'A big deal': Discovery of new genetic link to osteosarcoma opens 'window of opportunity'


'A big deal': Discovery of new genetic link to osteosarcoma opens 'window of opportunity'

The finding may allow for earlier detection or development of targeted therapies.

Researchers have discovered a new genetic link to the most common type of bone cancer among children and young adults.

Inherited mutations in the SMARCAL1 gene are significantly associated with osteosarcoma risk, an analysis of nearly 200 DNA damage repair genes showed.

"Osteosarcoma is a poster child for a highly genomically unstable tumor, which is one reason why outcomes are so poor," Richa Sharma, MD, pediatric hematologist and oncologist at Cleveland Clinic Children's, told Healio. "This is one of the few germline associations identified for osteosarcoma, which is a big deal for the patients who suffer from this cancer. This could play a big role in early detection, and diving deep and understanding the biology should lead us down the road of targeting pathways controlled by these genetic changes in cancer."

Prior research suggests that up to 18% of children with cancer harbor pathogenic variants in established cancer-predisposing genes, according to study background.

Most studies of inheritable susceptibility to cancer focus on a gene list of 70 to 110 well-established cancer predisposition genes, Sharma said.

Heritable mutations in DNA damage repair genes -- which are known cancer drivers when mutated in the tumor -- have not been evaluated comprehensively and systematically for cancer-predisposing signals in children.

Sharma and colleagues aimed to examine a large set of DNA repair genes in an unbiased manner rather than relying on a short gene list of known DNA repair cancer predisposition genes.

The researchers analyzed genetic information from 5,993 children with cancer and 14,477 cancer-free adults. Their analysis focused on 189 DNA damage repair genes, which they evaluated for germline predisposing variants.

When investigators identified genes with pathogenic variants statistically enriched among children with cancer, they aimed to validate them among 1,497 more childhood cancer cases across three independent cohorts.

The gene-cancer association with SMARCAL1 in osteosarcoma was significant in the discovery cohort, with variants identified in six of 230 cases (2.6%; FDRlogistic = .0189), as well as in the three independent validation cohorts: the Childhood Cancer Survivor Study (eight of 275 cases; 2.9%; PFisher < .0001), the German Childhood Cancer Registry (four of 135 cases; 3%; PFisher = .002) and a cohort from the INFORM precision medicine program in Germany (four of 217 cases; 1.8%; PFisher = .012).

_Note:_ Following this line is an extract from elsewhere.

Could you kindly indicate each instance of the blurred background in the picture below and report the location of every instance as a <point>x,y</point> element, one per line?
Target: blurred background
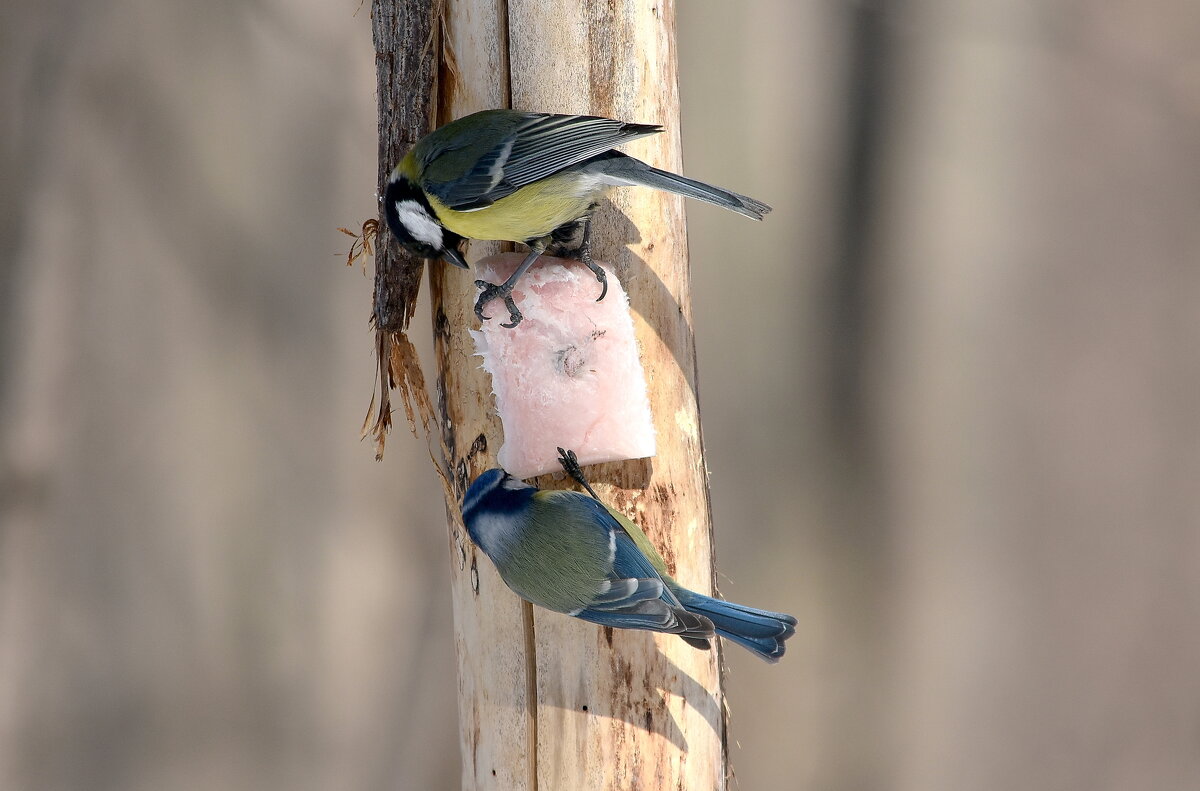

"Several cancer predisposition genes have relatively low prevalence," Sharma said. "But this prompts an important question: How does this gene predispose to cancer and, in our case, osteosarcoma, one of the most malignant cancers among children? If I learn how this specific gene contributes to osteosarcoma development, could I learn something about the overall tumor biology?

"This opens a window of opportunity," Sharma added. "Because SMARCAL1 is known to be mutated in several other high-grade cancers among adults and children, understanding the role of SMARCAL1 in cancer development also opens a bigger window to better understanding its role in several other types of cancer, which could ultimately lead to targeted therapies."

Osteosarcoma accounts for 2% to 3% of childhood cancers, according to American Cancer Society. Approximately half of the 1,000 new cases diagnosed each year occur among children and adolescents.

Survival rates range from 60% to 75% for those with localized disease, but 5% to 30% for those with metastatic disease, according to society statistics.

Standard treatment often includes surgery and chemotherapy. Radiation may be used in cases when surgery is not possible or a tumor cannot be fully resected. Only one new drug has been approved in the past several decades.

There are few genes known to predispose to osteosarcoma and, because it is a highly unstable tumor, understanding how it develops remains a challenge. The discovery of a novel cancer-predisposing gene in osteosarcoma is very exciting and paves the way for better screening and potentially effective therapies, Sharma said.

Further analysis of patients with heritable SMARCAL1 mutations will provide insights about how this impacts the carriers' outcomes and penetrance of osteosarcoma.

Sharma and colleagues also intend to further study the biology of SMARCAL1 and its role in tumor formation and progression in osteosarcoma.

"Our objective was to find new cancer predisposition genes, and it is hard to accomplish this if you are using a list of genes that already are associated with cancer," Sharma said. "Looking for novelty requires a novel approach, which is what our study employs and what we need to strive for. Thinking bigger -- and outside the box -- by asking a biologically relevant question in cancer type-agnostic manner is what led us to discovering novel cancer disposition genes."